I optimize lambda by 10 fold cross validation with the glmnet package in R. But the results are terrible, as the model tends to assign all test samples to only a single class.
Is it simply the wrong kind of model for this dataset?
Predicting with imbalanced classes can be a very difficult problem to solve. Thankfully, there is a huge bibliography on how to solve such problems. There is a particular one that worked really well for me. It involves using up-sampling and/or down-sampling techniques:
down-sampling: randomly subset all the classes in the training set so that their class frequencies match the least prevalent class. For example, suppose that 80% of the training set samples are the first class and the remaining 20% are in the second class.
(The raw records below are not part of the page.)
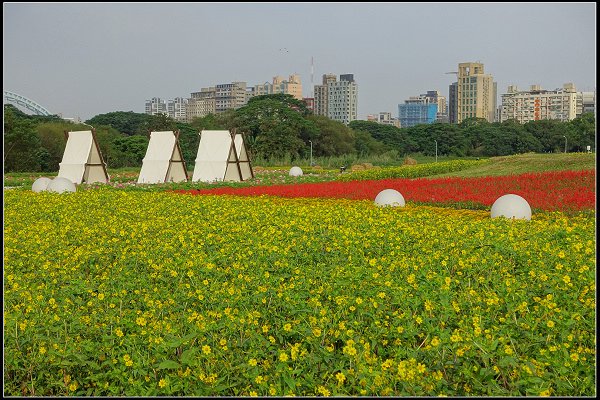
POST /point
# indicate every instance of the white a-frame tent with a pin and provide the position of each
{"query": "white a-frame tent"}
(222, 156)
(163, 161)
(82, 161)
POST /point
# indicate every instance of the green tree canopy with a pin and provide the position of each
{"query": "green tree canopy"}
(276, 126)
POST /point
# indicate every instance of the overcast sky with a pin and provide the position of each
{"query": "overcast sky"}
(85, 59)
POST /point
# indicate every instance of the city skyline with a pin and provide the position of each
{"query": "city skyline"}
(112, 57)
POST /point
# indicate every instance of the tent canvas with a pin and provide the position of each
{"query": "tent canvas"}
(163, 161)
(218, 157)
(82, 160)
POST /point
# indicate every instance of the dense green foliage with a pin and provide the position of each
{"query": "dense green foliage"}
(281, 127)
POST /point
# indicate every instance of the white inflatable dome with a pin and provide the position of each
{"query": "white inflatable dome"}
(61, 185)
(511, 206)
(390, 197)
(296, 171)
(41, 184)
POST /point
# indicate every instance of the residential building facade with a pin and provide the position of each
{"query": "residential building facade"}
(322, 95)
(156, 106)
(475, 93)
(435, 97)
(384, 118)
(536, 104)
(452, 103)
(292, 86)
(417, 110)
(201, 103)
(177, 108)
(343, 99)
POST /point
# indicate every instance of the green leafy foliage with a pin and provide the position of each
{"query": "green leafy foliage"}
(280, 127)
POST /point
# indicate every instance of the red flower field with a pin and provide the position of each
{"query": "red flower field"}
(551, 191)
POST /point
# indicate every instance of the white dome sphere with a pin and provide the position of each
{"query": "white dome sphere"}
(511, 206)
(61, 185)
(41, 184)
(390, 197)
(296, 171)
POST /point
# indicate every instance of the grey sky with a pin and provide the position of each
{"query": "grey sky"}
(86, 59)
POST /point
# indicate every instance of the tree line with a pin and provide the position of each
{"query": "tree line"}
(282, 127)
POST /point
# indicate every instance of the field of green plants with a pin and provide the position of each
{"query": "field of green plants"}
(117, 292)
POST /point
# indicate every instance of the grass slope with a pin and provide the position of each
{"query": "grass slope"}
(530, 162)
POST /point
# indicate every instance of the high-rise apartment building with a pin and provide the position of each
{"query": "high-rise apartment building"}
(343, 99)
(475, 93)
(156, 106)
(322, 95)
(293, 86)
(587, 103)
(230, 96)
(417, 110)
(536, 104)
(337, 100)
(435, 97)
(201, 104)
(310, 103)
(176, 108)
(452, 103)
(217, 99)
(384, 118)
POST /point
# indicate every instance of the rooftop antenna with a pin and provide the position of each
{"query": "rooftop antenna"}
(312, 77)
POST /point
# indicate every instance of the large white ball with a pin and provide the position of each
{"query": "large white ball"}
(41, 184)
(296, 171)
(511, 206)
(61, 185)
(390, 197)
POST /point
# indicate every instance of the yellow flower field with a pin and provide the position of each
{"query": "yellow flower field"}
(122, 293)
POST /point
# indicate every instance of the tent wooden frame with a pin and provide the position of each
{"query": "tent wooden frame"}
(88, 164)
(175, 150)
(237, 154)
(233, 136)
(181, 160)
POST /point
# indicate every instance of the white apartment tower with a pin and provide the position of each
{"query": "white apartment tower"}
(176, 108)
(342, 102)
(322, 95)
(156, 106)
(292, 86)
(475, 93)
(538, 104)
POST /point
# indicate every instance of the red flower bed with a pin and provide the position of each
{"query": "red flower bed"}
(552, 191)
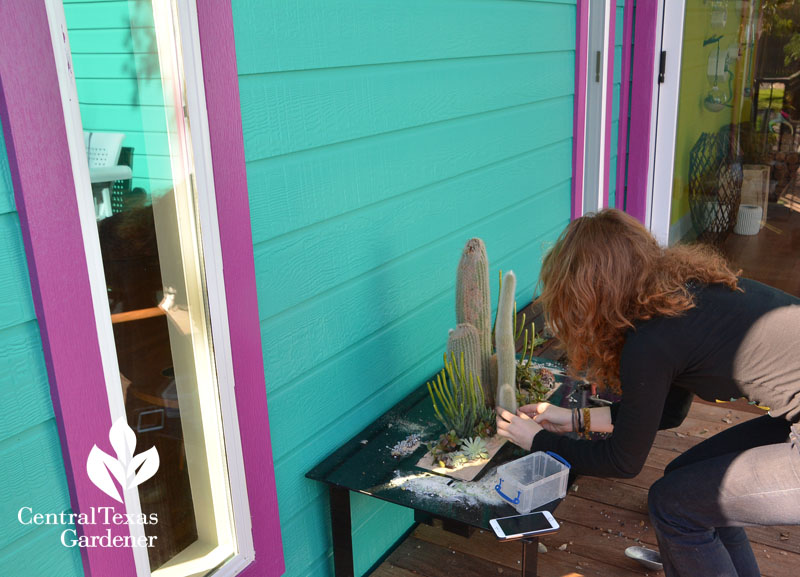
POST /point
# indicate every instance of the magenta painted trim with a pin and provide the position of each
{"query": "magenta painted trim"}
(624, 103)
(609, 99)
(59, 277)
(215, 21)
(579, 115)
(641, 99)
(30, 105)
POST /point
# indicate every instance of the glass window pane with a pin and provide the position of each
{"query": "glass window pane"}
(128, 69)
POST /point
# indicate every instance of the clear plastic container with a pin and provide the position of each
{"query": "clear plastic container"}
(533, 480)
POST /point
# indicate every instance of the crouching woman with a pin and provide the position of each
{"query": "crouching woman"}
(659, 326)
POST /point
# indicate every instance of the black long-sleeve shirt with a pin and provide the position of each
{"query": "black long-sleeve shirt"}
(732, 344)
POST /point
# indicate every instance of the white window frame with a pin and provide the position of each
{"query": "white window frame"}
(211, 246)
(594, 154)
(664, 118)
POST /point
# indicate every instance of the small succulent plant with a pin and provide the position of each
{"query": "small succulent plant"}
(458, 459)
(474, 448)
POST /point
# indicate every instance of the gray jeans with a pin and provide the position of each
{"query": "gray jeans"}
(748, 475)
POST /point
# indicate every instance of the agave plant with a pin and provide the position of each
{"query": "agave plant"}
(474, 448)
(462, 404)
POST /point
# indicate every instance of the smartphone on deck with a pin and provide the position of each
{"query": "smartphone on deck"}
(527, 525)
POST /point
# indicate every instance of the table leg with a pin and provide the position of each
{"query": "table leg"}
(342, 532)
(530, 556)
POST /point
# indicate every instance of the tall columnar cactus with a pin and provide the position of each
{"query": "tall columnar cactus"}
(506, 352)
(464, 341)
(473, 304)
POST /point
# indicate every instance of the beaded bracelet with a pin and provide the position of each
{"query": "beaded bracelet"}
(587, 422)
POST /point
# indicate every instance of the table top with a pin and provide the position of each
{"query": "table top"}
(364, 464)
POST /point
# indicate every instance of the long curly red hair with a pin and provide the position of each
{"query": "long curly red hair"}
(607, 271)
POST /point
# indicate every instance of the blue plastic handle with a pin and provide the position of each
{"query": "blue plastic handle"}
(559, 458)
(498, 488)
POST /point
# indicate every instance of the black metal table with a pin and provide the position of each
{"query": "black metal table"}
(364, 465)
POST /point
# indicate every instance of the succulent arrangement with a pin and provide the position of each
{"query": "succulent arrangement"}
(460, 396)
(535, 385)
(481, 369)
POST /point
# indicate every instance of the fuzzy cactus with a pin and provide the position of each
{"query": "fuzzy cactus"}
(464, 341)
(506, 351)
(473, 301)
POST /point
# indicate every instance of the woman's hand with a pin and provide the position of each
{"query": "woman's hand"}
(551, 418)
(519, 429)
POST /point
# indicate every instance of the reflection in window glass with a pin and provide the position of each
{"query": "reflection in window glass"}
(127, 63)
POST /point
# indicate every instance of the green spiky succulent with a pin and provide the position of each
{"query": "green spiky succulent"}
(458, 459)
(462, 404)
(474, 448)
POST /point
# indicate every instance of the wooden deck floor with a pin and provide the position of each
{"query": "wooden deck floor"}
(599, 519)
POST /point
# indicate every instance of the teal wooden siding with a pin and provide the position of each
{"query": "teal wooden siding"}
(117, 74)
(379, 137)
(618, 31)
(31, 465)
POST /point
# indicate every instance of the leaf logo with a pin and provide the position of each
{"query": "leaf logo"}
(129, 470)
Down-sampling would randomly sample the first class to be the same size as the second class (so that only 40% of the total training set is used to fit the model). caret contains a function (downSample) to do this.
up-sampling: randomly sample (with replacement) the minority class to be the same size as the majority class. caret contains a function (upSample) to do this.
hybrid methods: techniques such as SMOTE and ROSE down-sample the majority class and synthesize new data points in the minority class. There are two packages (DMwR and ROSE) that implement these procedures.
I took the above bullet points from this caret's documentation. The post contains examples about each one of the above bullet points and R code. You should be able to use a Lasso logistic regression and have better results after you have transformed your data based on the above techniques.